“I know we will raise our family in love, but on this Martin Luther King day 2012, I dream that we will soon be able to raise our family knowing that we are supported by the legal protections afforded to other married couples.”
The Long March to Equality
My wife and I got married a year and a half ago with family and friends there to support us. But, because she was in the military and Don’t Ask, Don’t Tell was not yet repealed, we couldn’t sign up as domestic partners in Washington State. We wanted to have something to sign at our wedding, so, borrowing a tradition from the Jewish faith, we had a friend design a document that incorporated our vows in an artistic way. We then signed it, framed it, and have it hanging in our home as a reminder of our daily love and commitment to each other.
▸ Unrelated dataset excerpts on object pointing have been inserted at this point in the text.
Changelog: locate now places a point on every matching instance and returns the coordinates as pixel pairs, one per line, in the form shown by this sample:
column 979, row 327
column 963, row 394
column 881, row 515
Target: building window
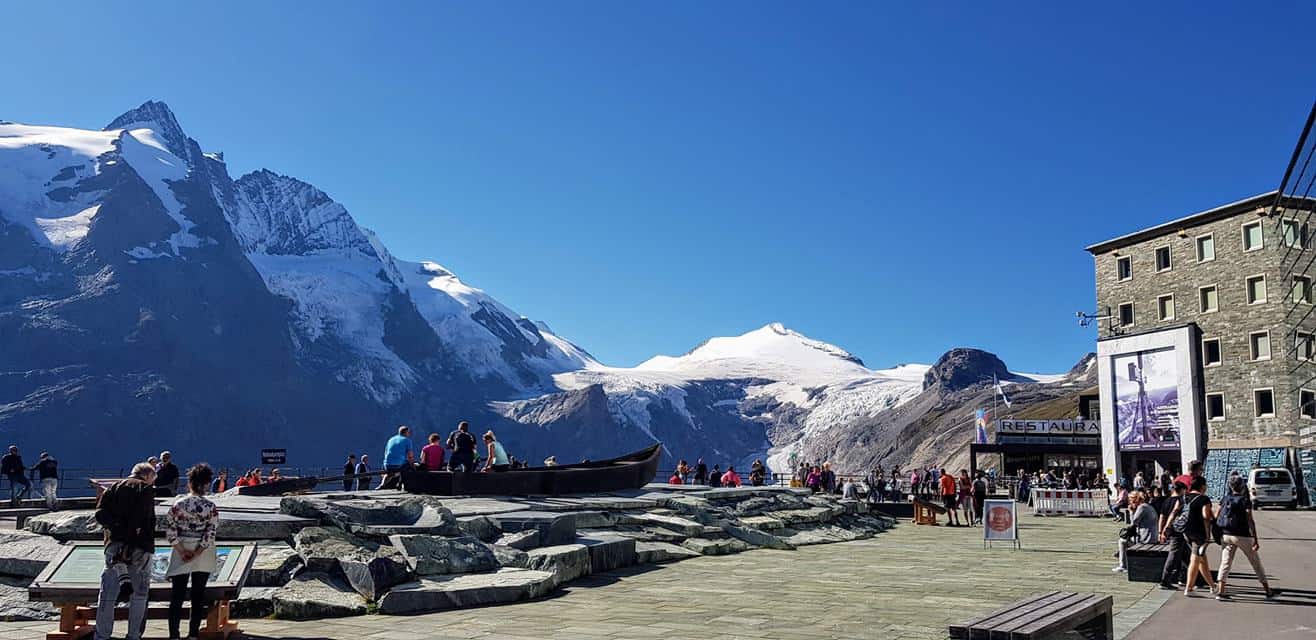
column 1165, row 307
column 1302, row 289
column 1215, row 406
column 1264, row 402
column 1127, row 315
column 1304, row 345
column 1162, row 258
column 1294, row 233
column 1208, row 299
column 1211, row 354
column 1256, row 290
column 1206, row 248
column 1260, row 345
column 1252, row 236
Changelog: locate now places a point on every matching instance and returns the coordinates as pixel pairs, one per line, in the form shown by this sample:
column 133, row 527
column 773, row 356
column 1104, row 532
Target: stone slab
column 15, row 605
column 657, row 553
column 554, row 527
column 524, row 540
column 762, row 523
column 480, row 527
column 253, row 602
column 508, row 556
column 706, row 547
column 316, row 595
column 369, row 566
column 678, row 524
column 757, row 537
column 24, row 555
column 466, row 590
column 436, row 555
column 608, row 551
column 274, row 565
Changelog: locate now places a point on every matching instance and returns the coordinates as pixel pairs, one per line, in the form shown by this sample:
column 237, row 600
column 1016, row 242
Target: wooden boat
column 627, row 472
column 280, row 486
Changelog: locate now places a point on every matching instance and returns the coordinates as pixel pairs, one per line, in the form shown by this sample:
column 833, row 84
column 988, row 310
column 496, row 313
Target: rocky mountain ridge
column 148, row 296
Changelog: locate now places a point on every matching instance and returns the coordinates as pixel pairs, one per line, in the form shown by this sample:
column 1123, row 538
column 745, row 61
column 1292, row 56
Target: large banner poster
column 1146, row 399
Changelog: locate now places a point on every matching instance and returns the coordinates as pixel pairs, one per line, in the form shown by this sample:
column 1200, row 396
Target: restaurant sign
column 1056, row 432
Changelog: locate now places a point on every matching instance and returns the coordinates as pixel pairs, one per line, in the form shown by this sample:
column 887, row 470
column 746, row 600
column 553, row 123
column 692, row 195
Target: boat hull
column 280, row 487
column 628, row 472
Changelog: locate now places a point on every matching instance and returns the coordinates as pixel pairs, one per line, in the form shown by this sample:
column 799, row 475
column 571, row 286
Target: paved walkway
column 907, row 584
column 1289, row 553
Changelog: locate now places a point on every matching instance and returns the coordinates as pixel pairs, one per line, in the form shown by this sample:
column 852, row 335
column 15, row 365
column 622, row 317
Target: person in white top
column 190, row 528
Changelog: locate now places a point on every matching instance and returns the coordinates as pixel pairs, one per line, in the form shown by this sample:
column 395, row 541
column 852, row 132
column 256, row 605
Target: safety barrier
column 1070, row 502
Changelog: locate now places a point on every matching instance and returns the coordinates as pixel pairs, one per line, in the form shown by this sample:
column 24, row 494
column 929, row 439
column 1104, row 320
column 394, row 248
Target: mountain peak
column 962, row 368
column 773, row 345
column 157, row 116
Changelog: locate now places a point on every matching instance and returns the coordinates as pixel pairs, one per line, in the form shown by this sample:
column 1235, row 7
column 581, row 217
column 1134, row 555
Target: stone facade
column 1239, row 374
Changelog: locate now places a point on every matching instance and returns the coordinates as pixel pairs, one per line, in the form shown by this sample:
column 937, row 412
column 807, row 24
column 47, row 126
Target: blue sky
column 895, row 178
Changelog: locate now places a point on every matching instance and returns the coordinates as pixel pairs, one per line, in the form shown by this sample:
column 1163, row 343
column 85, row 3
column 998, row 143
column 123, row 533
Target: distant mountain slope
column 149, row 300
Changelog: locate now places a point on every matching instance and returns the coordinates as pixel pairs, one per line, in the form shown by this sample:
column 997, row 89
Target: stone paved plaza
column 906, row 584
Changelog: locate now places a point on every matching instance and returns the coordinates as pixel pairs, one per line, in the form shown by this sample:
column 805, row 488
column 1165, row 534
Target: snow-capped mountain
column 145, row 290
column 795, row 386
column 149, row 300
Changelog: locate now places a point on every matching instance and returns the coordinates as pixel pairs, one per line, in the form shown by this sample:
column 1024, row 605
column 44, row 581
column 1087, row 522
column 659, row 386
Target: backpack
column 1181, row 522
column 1232, row 515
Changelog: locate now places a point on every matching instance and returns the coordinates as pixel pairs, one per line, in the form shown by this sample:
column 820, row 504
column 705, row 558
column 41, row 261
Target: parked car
column 1273, row 486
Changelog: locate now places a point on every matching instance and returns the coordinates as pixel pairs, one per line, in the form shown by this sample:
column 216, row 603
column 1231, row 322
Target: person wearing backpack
column 462, row 444
column 1196, row 531
column 1239, row 531
column 126, row 511
column 1140, row 531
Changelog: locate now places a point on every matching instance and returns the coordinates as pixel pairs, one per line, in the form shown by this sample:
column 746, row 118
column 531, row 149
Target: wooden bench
column 925, row 512
column 1042, row 616
column 1145, row 561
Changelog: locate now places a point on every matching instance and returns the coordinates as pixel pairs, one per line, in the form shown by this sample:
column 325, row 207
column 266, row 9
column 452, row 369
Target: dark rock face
column 434, row 555
column 315, row 595
column 370, row 568
column 963, row 368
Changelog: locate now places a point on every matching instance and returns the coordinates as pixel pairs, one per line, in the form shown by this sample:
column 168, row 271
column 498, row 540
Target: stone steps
column 467, row 590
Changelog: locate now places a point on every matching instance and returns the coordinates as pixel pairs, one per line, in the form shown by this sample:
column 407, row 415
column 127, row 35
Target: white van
column 1273, row 486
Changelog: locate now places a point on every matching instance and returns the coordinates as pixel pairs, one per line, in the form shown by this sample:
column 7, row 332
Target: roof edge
column 1192, row 219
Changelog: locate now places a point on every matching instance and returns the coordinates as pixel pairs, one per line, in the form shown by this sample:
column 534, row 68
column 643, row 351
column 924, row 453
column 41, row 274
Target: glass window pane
column 1265, row 400
column 1252, row 236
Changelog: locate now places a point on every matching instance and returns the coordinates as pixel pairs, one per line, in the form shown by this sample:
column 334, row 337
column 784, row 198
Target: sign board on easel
column 1000, row 523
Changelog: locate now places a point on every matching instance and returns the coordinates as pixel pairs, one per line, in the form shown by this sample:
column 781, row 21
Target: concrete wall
column 1237, row 375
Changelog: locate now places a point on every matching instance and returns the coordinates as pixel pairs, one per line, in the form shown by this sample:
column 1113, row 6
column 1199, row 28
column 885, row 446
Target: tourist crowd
column 703, row 476
column 1178, row 511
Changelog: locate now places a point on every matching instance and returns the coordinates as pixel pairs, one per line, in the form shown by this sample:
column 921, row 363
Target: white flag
column 1002, row 391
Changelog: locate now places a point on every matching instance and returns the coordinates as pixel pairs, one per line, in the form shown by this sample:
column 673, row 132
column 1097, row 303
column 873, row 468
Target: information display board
column 74, row 576
column 1221, row 462
column 86, row 562
column 1307, row 462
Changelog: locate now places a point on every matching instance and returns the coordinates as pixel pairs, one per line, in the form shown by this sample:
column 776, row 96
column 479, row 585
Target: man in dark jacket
column 462, row 444
column 349, row 473
column 126, row 511
column 48, row 470
column 12, row 468
column 166, row 480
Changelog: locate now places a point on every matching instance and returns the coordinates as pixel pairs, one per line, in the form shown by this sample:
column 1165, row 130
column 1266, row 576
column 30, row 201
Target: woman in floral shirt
column 190, row 527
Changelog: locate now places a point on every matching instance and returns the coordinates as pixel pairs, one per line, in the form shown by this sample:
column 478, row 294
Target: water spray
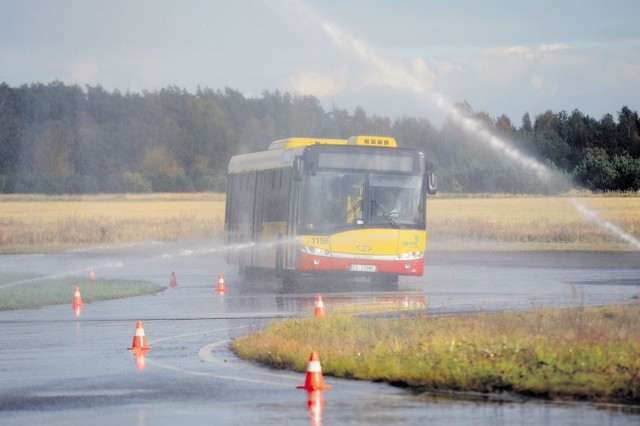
column 402, row 78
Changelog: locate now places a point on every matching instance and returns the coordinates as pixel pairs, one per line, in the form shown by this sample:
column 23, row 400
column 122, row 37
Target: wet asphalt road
column 56, row 368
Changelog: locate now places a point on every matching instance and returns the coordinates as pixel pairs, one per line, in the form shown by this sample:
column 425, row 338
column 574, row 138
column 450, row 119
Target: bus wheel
column 248, row 273
column 388, row 281
column 289, row 279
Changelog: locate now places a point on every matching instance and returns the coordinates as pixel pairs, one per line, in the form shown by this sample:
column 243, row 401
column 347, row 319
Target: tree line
column 57, row 138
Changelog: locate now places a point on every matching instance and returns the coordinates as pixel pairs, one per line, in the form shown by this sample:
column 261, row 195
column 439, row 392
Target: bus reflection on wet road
column 61, row 367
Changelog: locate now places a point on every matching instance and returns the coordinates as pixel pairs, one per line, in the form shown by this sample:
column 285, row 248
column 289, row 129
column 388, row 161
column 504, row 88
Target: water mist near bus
column 400, row 76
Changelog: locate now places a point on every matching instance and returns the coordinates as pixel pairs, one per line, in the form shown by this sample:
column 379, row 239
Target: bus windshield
column 334, row 200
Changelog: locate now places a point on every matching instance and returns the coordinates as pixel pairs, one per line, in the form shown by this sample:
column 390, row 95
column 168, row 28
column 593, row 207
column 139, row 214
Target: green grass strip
column 60, row 291
column 574, row 354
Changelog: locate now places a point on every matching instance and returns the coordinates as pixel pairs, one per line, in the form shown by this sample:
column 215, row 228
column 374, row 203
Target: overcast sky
column 393, row 58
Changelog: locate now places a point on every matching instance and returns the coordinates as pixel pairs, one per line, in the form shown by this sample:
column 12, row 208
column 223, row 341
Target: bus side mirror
column 297, row 168
column 432, row 186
Now that the military has relocated us to California and Don’t Ask, Don’t Tell has been repealed, we are domestic partners. We are waiting for Prop 8 to be overturned so that we can actually sign a marriage certificate. However, even with that paper, we need to wait until the Defense of Marriage Act (DOMA) is repealed at the federal level before the military would even consider giving us the sorts of benefits afforded to heterosexual married couples; benefits like extra dependent pay, health insurance, and access to base facilities. Seems like a lot of waiting…
But we aren’t willing to wait any longer to start our family. With the possibility of my wife being deployed in 2013, we are looking to have a baby through artificial insemination so that she can be here through the pregnancy as well as the birth. We actually tried once last year at home on our own (before DADT was repealed) but it didn’t take. Perhaps it was just as well. We are now in a better position to have a baby that, thanks to our domestic partnership status in California, I believe we can both have our name on the birth certificate. That gives us at least some piece of mind. I am grateful that our recent relocation was the California instead of Florida or Virginia where the laws are even more backwards and harmful for families like ours.
Inseminating is an expensive process, so we saved up to try again this year with the help of a doctor. I have individual insurance that we pay for out of pocket, but it doesn’t cover any of the artificial insemination process. We don’t really have a lot of extra income at this time, which means that we really only have this once chance. Otherwise we will have to wait and save again for after her return home…perhaps even looking into adoption instead.
I know we will raise our family in love, but on this Martin Luther King day 2012, I dream that we will soon be able to raise our family knowing that we are supported by the legal protections afforded to other married couples.
In my vision of my life, I saw lace and flowers. I saw my father walking me down the aisle, as so many little girls do. I saw the love of my life and I exchanging rings and sharing a last name. I saw us starting our life together; working hard to buy a house and provide for a growing family. I have been lucky enough to have all of these things. I just didn’t envision the legal blockades with the sort of impenetrable intolerance that I can’t look in the eye and explain my story to. I did not anticipate this external denial of what I know is true. I am married. I have a loving wife. We hope to have our baby soon. So I feel so odd when I have to answer questionnaires that say are you married or single because it matters if it is a federal document, a state document, and if domestic partnership can be considered marriage or not.
I feel helpless…signing whatever petitions I can online and giving a little money here and there to help…just waiting for those who have the power and influence to change the rules in my favor, in favor of equality. So I thank you for the work you are doing to share your story and the stories of others like you. I know we will raise our family in love, but on this Martin Luther King day 2012, I dream that we will soon be able to raise our family knowing that we are supported by the legal protections afforded to other married couples.